Tribunal anula destituição do conselho directivo Instituto Contabilidade

O Tribunal Administrativo do Círculo de Coimbra (TACC) anulou a destituição do anterior conselho directivo do Instituto Superior de Contabilidade e Administração (ISCAC) da cidade, aprovada em 2002 pela assembleia de representantes, anunciou hoje um dos recorrentes.

Agência LUSA /

Fausto Rocha, que integrava o conselho directivo do ISCAC aquando da sua destituição, em 27 de Novembro de 2002, disse à Agência Lusa que o tribunal anulou a deliberação da assembleia de representantes pelo facto de os visados não terem sido previamente ouvidos.

"Na verdade, impunha-se a audiência prévia dos recorrentes, na própria reunião ou então fora da reunião, mas em momento anterior à decisão propriamente dita da destituição", defende o Tribunal na decisão, comunicada esta semana às partes e a que a Agência Lusa teve acesso.

O TACC recorda que a destituição da direcção do Instituto de Contabilidade e Administração ocorreu "na sequência de um período conturbado" da instituição, que culminou no "encerramento das instalações, através da colocação de correntes e cadeados nas portas".

Os membros da assembleia de representantes foram convocados cinco dias antes da reunião extraordinária, pessoalmente ou através do telefone, pelo presidente daquele órgão e a destituição do conselho directivo era o único ponto da ordem de trabalhos.

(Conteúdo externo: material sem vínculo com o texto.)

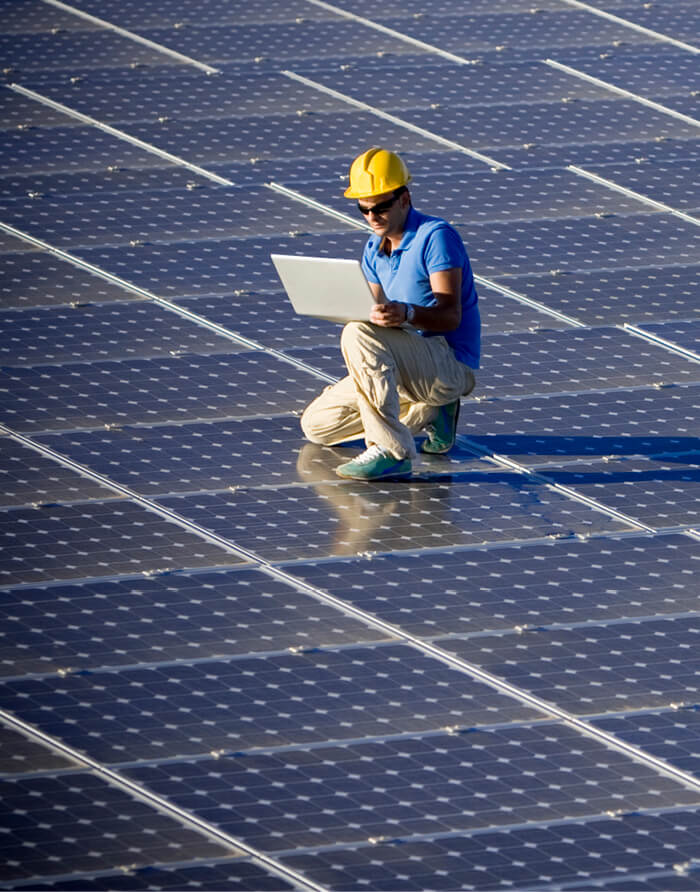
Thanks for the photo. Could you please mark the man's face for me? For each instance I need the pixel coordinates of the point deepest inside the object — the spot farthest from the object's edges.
(390, 214)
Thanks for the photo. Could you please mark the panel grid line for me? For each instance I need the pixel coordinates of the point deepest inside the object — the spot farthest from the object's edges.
(497, 683)
(162, 804)
(131, 35)
(657, 35)
(657, 106)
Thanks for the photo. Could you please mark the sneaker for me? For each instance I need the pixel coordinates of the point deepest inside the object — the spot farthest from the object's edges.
(442, 433)
(373, 464)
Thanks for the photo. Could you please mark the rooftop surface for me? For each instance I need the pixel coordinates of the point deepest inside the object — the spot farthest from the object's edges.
(222, 666)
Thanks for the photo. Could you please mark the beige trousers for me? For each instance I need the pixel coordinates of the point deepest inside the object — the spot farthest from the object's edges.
(396, 381)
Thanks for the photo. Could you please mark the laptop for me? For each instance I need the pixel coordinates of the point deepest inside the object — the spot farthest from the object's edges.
(327, 288)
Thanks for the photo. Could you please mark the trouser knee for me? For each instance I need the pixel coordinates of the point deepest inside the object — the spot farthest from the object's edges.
(310, 426)
(355, 335)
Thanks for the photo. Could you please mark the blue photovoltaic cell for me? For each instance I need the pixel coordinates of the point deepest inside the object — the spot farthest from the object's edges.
(495, 127)
(20, 754)
(55, 51)
(232, 874)
(592, 669)
(681, 20)
(35, 16)
(12, 244)
(53, 149)
(581, 359)
(279, 43)
(535, 154)
(99, 182)
(578, 245)
(216, 141)
(470, 508)
(588, 854)
(188, 95)
(266, 317)
(35, 279)
(502, 313)
(263, 701)
(199, 13)
(444, 783)
(529, 585)
(218, 267)
(17, 111)
(536, 30)
(170, 617)
(672, 735)
(79, 822)
(174, 216)
(637, 295)
(220, 455)
(673, 183)
(586, 426)
(683, 334)
(97, 539)
(388, 84)
(663, 492)
(115, 331)
(646, 74)
(181, 388)
(26, 477)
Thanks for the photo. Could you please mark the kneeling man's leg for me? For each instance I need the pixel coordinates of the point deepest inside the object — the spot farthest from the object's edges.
(333, 417)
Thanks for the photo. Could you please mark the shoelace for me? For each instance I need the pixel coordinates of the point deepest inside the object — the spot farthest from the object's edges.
(369, 455)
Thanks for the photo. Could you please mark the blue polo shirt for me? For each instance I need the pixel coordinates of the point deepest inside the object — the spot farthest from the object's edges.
(429, 245)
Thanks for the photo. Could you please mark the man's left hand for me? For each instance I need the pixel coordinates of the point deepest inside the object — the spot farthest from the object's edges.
(390, 315)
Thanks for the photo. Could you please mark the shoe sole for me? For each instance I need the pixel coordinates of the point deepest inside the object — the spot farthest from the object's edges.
(390, 476)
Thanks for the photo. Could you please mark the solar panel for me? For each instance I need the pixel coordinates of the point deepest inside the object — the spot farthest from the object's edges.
(220, 665)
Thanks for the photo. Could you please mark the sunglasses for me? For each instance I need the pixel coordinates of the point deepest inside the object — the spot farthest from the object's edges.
(378, 209)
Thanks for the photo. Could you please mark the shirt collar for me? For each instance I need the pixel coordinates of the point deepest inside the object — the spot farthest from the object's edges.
(410, 228)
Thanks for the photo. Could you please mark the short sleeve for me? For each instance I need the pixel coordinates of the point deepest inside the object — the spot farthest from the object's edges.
(444, 249)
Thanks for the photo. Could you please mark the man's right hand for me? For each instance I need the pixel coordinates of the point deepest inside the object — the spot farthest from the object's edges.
(389, 315)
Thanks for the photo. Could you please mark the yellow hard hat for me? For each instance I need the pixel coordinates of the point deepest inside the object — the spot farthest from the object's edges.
(375, 172)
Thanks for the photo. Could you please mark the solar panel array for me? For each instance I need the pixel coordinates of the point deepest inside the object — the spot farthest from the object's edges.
(222, 666)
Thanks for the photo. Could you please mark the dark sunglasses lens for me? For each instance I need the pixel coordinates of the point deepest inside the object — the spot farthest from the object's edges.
(376, 208)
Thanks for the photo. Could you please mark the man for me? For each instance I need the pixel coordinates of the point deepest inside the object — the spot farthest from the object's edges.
(410, 364)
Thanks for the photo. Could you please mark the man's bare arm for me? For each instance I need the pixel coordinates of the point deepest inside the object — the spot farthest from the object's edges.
(446, 315)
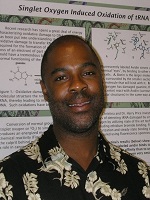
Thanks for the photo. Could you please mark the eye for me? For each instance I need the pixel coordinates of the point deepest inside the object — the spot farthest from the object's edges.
(89, 73)
(61, 78)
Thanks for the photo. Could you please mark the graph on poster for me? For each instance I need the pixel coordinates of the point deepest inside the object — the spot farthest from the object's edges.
(126, 57)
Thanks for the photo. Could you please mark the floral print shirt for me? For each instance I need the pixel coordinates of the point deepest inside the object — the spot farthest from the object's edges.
(43, 171)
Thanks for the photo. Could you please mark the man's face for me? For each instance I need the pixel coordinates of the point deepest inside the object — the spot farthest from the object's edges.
(73, 87)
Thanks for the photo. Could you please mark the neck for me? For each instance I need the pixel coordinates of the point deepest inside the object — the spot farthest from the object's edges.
(81, 148)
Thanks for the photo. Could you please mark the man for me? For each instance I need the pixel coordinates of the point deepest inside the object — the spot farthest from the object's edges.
(72, 160)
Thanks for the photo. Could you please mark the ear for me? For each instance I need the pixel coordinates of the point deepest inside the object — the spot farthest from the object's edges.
(44, 90)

Os três recorrentes - José Manuel Benzinho da Silva (que era na altura o presidente do conselho directivo), Fausto Luís Gomes Rocha e Maria de Lurdes Nunes Vieira - "nem sequer foram convocados" para a reunião, afirma o tribunal, frisando que estes foram impedidos de "exercitar o princípio do contraditório".

Dezassete dos 21 membros presentes na reunião da assembleia (que congrega 25 representantes dos professores, alunos e funcionários) votaram a favor da destituição, dois votaram contra e outros tantos abstiveram-se.

O actual presidente do conselho directivo, António Pires de Carvalho, disse hoje à Agência Lusa "não ter ainda lido atentamente a sentença", mas revelou que o ISCAC deverá recorrer da decisão do tribunal.

"Há a disposição de recorrer", disse o jurista Pires de Carvalho, admitindo que "o procedimento que levou à destituição teve escusadamente algumas fragilidades".

Por seu turno, o advogado Carlos Fraião, representante dos recorrentes, escusou-se a comentar a anulação do acto de destituição, alegando que a sentença ainda não transitou em julgado.